One thing we can be certain of is neither group could have told us what policies our government should pursue any more than they could have conceived of telephones and airplanes. The ballot did not exist, slavery was the law of the land, few could read or write, women often died in childbirth, and the use of leeches was regarded as a form of health care.
Nor were the founders all created equal in their grasp of democracy. We must ask, therefore, which founders the Tea Party is invoking in their across-the-board opposition to taxes, government spending, and social programs.
Even without Michelle Bachmann throwing John Quincy Adams into the mix, this not an easy question. Given its name, perhaps the Tea Party’s highest praise is reserved for those who in 1773 threw overboard the boxes of tea.
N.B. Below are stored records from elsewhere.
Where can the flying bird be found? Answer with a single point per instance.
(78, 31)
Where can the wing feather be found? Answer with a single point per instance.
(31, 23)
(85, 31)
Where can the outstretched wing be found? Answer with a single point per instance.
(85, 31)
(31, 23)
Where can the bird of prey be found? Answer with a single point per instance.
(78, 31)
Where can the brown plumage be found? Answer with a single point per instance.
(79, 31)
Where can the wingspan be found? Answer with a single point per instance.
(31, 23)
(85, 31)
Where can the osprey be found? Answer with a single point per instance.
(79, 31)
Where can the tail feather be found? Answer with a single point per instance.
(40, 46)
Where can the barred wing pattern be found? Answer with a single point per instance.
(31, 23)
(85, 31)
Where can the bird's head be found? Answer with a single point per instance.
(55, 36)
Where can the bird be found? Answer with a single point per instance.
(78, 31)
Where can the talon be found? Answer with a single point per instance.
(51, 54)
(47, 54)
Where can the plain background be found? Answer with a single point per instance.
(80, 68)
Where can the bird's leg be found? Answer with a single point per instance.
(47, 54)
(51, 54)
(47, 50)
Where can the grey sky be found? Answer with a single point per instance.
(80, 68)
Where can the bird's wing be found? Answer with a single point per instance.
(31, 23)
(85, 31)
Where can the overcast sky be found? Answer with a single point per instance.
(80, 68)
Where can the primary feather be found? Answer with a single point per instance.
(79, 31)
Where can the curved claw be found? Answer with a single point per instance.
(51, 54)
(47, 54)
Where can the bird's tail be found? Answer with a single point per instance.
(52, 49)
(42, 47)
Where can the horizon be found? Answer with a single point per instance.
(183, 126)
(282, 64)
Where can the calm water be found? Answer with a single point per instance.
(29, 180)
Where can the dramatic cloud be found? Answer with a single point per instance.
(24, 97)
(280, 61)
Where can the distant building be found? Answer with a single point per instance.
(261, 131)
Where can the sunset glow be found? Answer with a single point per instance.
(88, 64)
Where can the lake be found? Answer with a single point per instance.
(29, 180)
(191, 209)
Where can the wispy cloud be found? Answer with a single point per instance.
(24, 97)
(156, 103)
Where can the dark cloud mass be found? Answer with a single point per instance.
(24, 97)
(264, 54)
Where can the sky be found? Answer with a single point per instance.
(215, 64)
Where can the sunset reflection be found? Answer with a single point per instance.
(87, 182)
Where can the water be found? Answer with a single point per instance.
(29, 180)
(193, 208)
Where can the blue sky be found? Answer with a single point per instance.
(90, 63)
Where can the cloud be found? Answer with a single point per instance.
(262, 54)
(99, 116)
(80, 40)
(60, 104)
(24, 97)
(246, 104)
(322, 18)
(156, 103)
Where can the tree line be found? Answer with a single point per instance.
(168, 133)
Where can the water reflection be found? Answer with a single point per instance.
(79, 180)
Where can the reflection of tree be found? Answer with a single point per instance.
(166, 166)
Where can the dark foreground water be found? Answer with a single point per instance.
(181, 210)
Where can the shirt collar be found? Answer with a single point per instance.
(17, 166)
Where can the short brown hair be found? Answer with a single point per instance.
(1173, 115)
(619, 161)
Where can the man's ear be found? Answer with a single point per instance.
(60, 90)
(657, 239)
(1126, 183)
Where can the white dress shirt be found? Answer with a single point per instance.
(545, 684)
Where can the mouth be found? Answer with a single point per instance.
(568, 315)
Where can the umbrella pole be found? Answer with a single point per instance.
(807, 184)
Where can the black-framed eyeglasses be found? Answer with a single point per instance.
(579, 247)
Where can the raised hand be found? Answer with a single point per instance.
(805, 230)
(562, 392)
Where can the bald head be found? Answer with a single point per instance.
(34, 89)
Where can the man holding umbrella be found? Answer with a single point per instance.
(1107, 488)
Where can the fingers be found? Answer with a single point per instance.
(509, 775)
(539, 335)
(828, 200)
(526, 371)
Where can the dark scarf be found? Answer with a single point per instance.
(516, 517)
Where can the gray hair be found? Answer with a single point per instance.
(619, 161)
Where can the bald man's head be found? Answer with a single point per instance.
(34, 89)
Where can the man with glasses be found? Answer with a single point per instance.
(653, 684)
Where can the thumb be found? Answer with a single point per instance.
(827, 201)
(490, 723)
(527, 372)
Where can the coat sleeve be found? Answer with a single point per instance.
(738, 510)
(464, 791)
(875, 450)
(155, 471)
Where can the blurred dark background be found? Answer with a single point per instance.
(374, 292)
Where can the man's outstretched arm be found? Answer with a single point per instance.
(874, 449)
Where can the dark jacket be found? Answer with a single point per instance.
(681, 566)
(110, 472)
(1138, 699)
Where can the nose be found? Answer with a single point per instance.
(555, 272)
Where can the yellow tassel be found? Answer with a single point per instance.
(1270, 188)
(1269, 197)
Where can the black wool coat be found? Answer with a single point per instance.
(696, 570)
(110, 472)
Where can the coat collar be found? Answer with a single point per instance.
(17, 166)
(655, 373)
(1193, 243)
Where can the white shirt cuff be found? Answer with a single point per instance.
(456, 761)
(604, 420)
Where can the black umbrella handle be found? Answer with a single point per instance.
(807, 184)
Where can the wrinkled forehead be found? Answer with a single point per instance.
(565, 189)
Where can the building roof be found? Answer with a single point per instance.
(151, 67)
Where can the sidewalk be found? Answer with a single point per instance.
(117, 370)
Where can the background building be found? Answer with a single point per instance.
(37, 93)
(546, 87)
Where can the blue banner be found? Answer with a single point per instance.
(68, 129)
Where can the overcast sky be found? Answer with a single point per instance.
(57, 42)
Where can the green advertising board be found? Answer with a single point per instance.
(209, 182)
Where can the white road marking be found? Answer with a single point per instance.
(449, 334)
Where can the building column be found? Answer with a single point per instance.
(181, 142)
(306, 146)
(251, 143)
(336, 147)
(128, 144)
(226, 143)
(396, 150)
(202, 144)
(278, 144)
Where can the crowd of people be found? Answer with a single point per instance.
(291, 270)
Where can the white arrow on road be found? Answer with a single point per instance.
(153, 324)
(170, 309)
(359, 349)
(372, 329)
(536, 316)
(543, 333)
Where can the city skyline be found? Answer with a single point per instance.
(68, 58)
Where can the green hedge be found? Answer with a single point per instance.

But James Madison and the others who wrote our Constitution were over a decade away from beginning their work in Philadelphia. If we are going invoke their ideals, it is to the French philosopher Montesquieu, far less known to Americans than Paul Revere, to whom we should turn.
Why? Because in his “The Spirit of the Laws,” which guided the drafting of our Constitution, Montesquieu articulated two principles: “separation of powers,” and the underlying concept of “political virtue.” Most of us are familiar with “the separation of powers.” Less well known is his notion of “political virtue.”
Political virtue, for Montesquieu, meant the ideal of equality with separation of powers protecting it. “The less we satisfy our particular passions, the more we give ourselves up to passions for the general order,” Montesquieu wrote. “Love of the republic in a democracy is love of democracy; love of democracy is love of equality.”
If equality is essential to democracy then we are today in serious trouble. While in the three decades after World War II, the gap between rich and poor significantly narrowed, it is now widening with a vengeance. Between 1979 and 2003, the average income of the lowest fifth of our population grew by only 1%; for the top one-fifth, the figure was 49%. In 2007, the top 20% of Americans held 85% of all privately owned wealth. For the top 1%, the figure was 35%.
Why should this concern us? In the words of former Supreme Court Justice Louis Brandeis, “You can have wealth concentrated in the hands of a few, or democracy, but you cannot have both.” The drafters of our Constitution knew this.
Tea Party rhetoric will grow louder in the months ahead. As the election unfolds, let us remember that the founders who wrote the Constitution, and Montesquieu who inspired them, believed that inequality was incompatible with political virtue. What would they think of the state of our nation today? This is not something the Tea Party will tell us, but the answer is self-evident.